Here’s where it gets interesting:
So what does the Romney camp find so frightening? In talking to my Mormon friends (some of my best friends are Mormons), the answer is clear. The practices and origin stories of most religions, when viewed by outsiders, all seem fairly strange. But Mormonism seems just a bit stranger than the rest. The great fear is not that Americans will see a Mormon politician as too sinister to lead the country (the way that some Baptist leaders once saw the Catholic John F. Kennedy) but that Americans will see a Mormon as too bizarre to be president.
They point to the issue of “sacred underwear,” the derisive term for undergarments worn by some Mormons to remind themselves of their religious responsibilities. Many find the concept odd, but should they? Is Mormonism really that much stranger than other religions?
I vividly remember learning from a Catholic friend that, each Sunday, his family would attend church to drink the blood of Jesus and eat his body. Freaky. But is it any freakier than the sight of a bunch of Jews gathering around an 8-day-old boy to watch a man with a beard snip off the tip of the baby’s penis, and then to eat blintzes afterward? Religious Jews, of course, also wear a variation of “sacred underwear” — zizit and tallitot, traditional garments that date back thousands of years, to the ancient Middle East.
The Mormon tradition dates back less than 200 years, to Palmyra, New York. What Mormons suffer from more than any other major religion is proximity. The foundation stories of Mormonism took place in the age of skeptical journalism, and they took place in the U.S. Most Christians believe in a Second Coming. Mormons believe the Second Coming will be in Missouri. Many Muslims believe that Muhammad ascended to heaven from Jerusalem on a winged animal, which has the ring of something mystical and transcendent. If Muhammad had departed for heaven from Tenafly, New Jersey, well, that would open up Islam to some level of derision.
I recall way back in 1997 when 39 members of a California religious cult calling itself Heaven’s Gate committed suicide in order that they might be swept aboard an alien spaceship following the Hale-Bopp comet. I recall this tragedy being discussed with great credulity on that weekend’s “This Week” roundtable, which happened to be on Easter Sunday. I recall thinking that, with the notable exception of the suicidal component, the belief system of the Heaven’s Gaters seemed far less silly than those who believed that our invisible overlord sent his only begotten Son–who was actually just an aspect of himself–to earth whereby he would be born to a virgin who was herself born to a virgin in order that he might undergo 33 years of testing and ultimately die for our sins only to be resurrected three days later in order to give mankind hope for eternal redemption, which would come at some time at least two thousand years into the future when he would return. At least we had good reason to believe that the Hale-Bopp comet existed.
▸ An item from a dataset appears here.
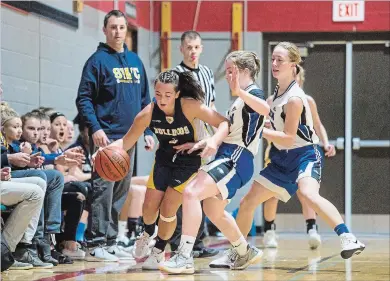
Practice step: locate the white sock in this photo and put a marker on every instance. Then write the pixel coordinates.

Mormonism is strange in comparison to more mainstream Christian beliefs mostly because it takes all of the strange beliefs of Christianity and heaps some new ones on top. At the end of the day, though, I take the same view of Mormonism as South Park creators Matt Stone and Trey Parker: the mythology is absurd hokum but most Mormons simply take away broad lessons about the value of family, community, and common decency.